Example Let the answer set be {0,1,2,3,4,5,6,7,8,9} and non-relevant documents represented by letters. A query reveals the following result: 7,a,3,b,c,9,n,j,l,5,r,o,s,e,4. For the first document, (recall, precision) is (10%,100%), for the third, (20%,66%), for the sixth (30%,50%), for the tenth (40%,40%) etc.

recall/precision curves Such curves can be formed for each query. An average curve, for each recall level, can be calculated for several queries. Recall and precision levels can also be used to calculate two single-valued summaries. –average precision at seen document –R-precision

average precision at seen document To find it, sum all the precision level for each new relevant document discovered by the user and divide by the total number of relevant documents for the query.

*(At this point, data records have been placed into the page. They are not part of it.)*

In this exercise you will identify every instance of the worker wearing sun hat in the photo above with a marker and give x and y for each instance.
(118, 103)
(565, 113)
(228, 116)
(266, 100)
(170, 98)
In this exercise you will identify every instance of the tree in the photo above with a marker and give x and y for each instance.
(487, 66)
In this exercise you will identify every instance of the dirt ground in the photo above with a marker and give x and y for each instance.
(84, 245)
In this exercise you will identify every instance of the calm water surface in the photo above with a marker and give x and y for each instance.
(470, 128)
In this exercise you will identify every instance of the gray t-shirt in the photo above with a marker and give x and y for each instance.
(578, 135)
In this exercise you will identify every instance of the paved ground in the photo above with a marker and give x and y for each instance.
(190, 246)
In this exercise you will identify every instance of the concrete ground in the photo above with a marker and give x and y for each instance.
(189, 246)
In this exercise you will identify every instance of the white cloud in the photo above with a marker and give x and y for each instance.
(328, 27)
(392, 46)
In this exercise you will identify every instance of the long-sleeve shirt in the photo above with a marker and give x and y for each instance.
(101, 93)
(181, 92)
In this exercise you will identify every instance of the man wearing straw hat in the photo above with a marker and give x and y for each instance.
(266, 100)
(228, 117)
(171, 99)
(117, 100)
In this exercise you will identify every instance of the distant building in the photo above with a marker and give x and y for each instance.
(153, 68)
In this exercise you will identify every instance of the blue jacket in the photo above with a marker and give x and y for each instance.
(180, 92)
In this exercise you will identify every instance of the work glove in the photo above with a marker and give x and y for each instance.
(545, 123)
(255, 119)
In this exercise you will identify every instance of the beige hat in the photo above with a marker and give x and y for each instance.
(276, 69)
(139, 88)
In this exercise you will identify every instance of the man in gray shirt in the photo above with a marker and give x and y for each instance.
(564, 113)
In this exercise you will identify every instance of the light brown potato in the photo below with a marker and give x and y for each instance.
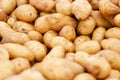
(43, 5)
(63, 6)
(58, 40)
(81, 11)
(48, 36)
(68, 32)
(91, 47)
(20, 64)
(16, 50)
(54, 21)
(112, 57)
(22, 26)
(99, 34)
(84, 76)
(59, 68)
(16, 37)
(100, 20)
(94, 64)
(4, 55)
(34, 35)
(26, 13)
(7, 5)
(86, 26)
(20, 2)
(7, 69)
(115, 75)
(38, 49)
(113, 33)
(111, 43)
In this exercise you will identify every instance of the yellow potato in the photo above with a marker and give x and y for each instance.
(81, 11)
(98, 34)
(86, 26)
(22, 26)
(38, 49)
(26, 13)
(68, 32)
(111, 43)
(20, 64)
(16, 50)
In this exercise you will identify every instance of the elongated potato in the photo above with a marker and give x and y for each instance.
(20, 64)
(81, 11)
(38, 49)
(16, 50)
(98, 34)
(86, 26)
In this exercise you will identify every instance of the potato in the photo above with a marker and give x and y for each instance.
(63, 6)
(81, 11)
(115, 75)
(58, 40)
(38, 49)
(7, 5)
(68, 32)
(16, 50)
(86, 26)
(91, 47)
(94, 64)
(112, 57)
(98, 34)
(113, 33)
(84, 76)
(4, 55)
(34, 35)
(112, 44)
(26, 13)
(22, 26)
(54, 21)
(16, 37)
(7, 69)
(20, 64)
(43, 5)
(100, 20)
(20, 2)
(59, 68)
(48, 36)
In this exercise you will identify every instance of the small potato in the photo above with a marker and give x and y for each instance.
(22, 26)
(84, 76)
(38, 49)
(26, 13)
(86, 26)
(7, 69)
(59, 68)
(58, 40)
(113, 33)
(91, 47)
(98, 34)
(34, 35)
(48, 36)
(16, 50)
(20, 64)
(63, 6)
(7, 5)
(16, 37)
(43, 5)
(68, 32)
(81, 11)
(112, 57)
(100, 20)
(111, 43)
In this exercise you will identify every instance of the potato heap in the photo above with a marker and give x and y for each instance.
(59, 39)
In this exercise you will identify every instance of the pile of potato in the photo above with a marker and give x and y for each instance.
(60, 39)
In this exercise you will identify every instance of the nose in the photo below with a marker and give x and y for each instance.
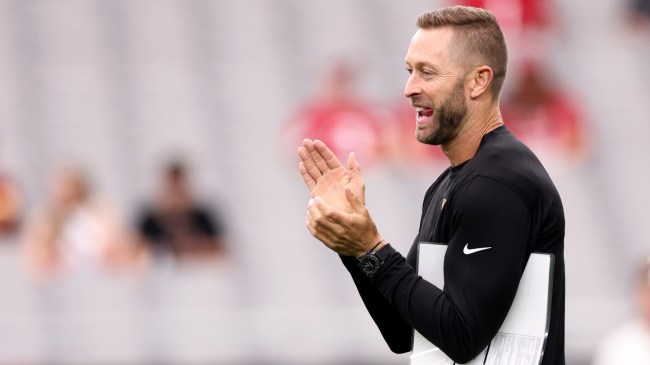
(412, 87)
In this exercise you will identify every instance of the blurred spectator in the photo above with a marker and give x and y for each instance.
(75, 231)
(639, 14)
(630, 343)
(176, 223)
(10, 207)
(339, 117)
(544, 116)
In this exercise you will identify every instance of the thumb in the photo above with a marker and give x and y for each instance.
(353, 199)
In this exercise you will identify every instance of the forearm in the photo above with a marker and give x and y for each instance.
(395, 330)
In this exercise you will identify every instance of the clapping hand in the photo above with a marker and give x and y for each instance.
(336, 215)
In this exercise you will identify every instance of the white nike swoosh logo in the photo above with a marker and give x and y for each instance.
(469, 251)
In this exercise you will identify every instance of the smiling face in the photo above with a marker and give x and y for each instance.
(435, 86)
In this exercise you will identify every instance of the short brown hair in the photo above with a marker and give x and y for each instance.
(477, 37)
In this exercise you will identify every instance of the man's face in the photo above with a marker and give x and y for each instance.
(435, 87)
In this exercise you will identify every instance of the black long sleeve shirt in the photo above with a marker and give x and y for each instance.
(502, 198)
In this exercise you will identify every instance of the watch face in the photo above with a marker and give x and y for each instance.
(369, 265)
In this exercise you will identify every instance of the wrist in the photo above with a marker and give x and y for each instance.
(372, 247)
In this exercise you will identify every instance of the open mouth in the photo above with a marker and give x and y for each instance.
(423, 114)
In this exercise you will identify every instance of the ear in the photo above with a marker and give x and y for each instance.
(481, 79)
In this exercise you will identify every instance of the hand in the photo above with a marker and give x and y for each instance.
(348, 234)
(326, 177)
(336, 215)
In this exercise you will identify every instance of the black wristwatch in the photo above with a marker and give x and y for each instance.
(370, 262)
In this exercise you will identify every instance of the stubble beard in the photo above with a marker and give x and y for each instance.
(446, 119)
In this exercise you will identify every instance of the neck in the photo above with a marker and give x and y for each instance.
(470, 134)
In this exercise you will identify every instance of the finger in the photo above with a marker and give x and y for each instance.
(327, 155)
(316, 157)
(309, 180)
(310, 166)
(353, 166)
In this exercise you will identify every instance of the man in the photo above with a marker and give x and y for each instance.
(493, 207)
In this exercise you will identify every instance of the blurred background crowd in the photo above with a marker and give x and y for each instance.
(150, 205)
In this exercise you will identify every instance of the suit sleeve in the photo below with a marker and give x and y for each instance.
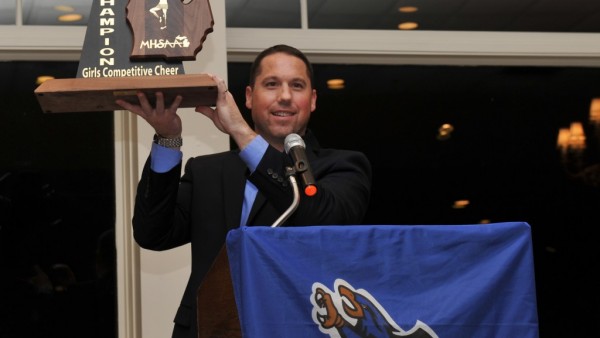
(158, 222)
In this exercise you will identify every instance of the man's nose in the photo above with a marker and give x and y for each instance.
(285, 94)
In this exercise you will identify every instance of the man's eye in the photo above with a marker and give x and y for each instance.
(298, 85)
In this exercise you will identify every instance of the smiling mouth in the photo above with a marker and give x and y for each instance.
(283, 113)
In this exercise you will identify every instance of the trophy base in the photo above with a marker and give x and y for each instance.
(100, 94)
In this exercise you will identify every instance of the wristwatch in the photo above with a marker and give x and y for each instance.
(168, 142)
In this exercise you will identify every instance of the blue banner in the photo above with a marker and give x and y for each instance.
(449, 281)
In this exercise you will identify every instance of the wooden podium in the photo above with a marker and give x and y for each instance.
(217, 312)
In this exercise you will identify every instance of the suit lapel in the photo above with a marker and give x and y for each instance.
(234, 182)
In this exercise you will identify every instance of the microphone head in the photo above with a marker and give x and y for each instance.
(293, 140)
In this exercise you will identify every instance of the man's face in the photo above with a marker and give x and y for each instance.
(282, 98)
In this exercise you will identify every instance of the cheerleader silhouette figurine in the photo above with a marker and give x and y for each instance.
(162, 6)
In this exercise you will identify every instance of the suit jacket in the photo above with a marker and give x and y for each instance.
(206, 202)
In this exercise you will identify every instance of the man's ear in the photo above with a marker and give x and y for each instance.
(248, 97)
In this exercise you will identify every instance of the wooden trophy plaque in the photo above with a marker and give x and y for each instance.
(132, 46)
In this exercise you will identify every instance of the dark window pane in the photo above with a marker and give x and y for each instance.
(57, 213)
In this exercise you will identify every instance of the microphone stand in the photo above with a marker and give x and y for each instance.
(289, 173)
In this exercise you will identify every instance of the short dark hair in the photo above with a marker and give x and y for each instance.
(289, 50)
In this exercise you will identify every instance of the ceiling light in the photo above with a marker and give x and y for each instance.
(408, 9)
(42, 78)
(445, 131)
(460, 204)
(408, 25)
(595, 110)
(72, 17)
(64, 8)
(335, 84)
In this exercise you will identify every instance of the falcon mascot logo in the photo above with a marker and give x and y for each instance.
(350, 313)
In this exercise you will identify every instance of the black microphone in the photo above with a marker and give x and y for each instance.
(295, 147)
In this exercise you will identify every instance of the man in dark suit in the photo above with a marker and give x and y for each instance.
(219, 192)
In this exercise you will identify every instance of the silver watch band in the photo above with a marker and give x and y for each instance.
(168, 142)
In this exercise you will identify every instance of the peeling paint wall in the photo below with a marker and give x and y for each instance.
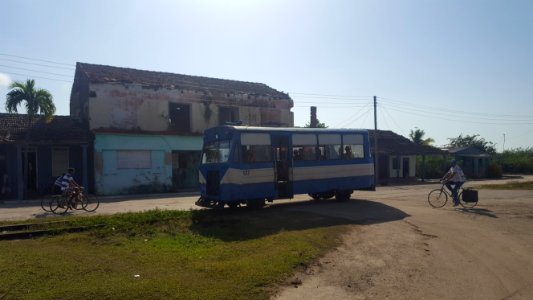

In our example, it is 0.57 This measure favors retrieval methods that get the relevant documents to the top.

R-precision a more ad-hoc measure. Let R be the size of the answer set. Take the first R results of the query. Find the number of relevant documents Divide by R. In our example, the R-precision is.4. An average can be calculated for a number of queries.

critique of recall & precision Recall has to be estimated by an expert Recall is very difficult to estimate in a large collection They focus on one query only. No serious user works like this. There are some other measures, but that is more for an advanced course in IR.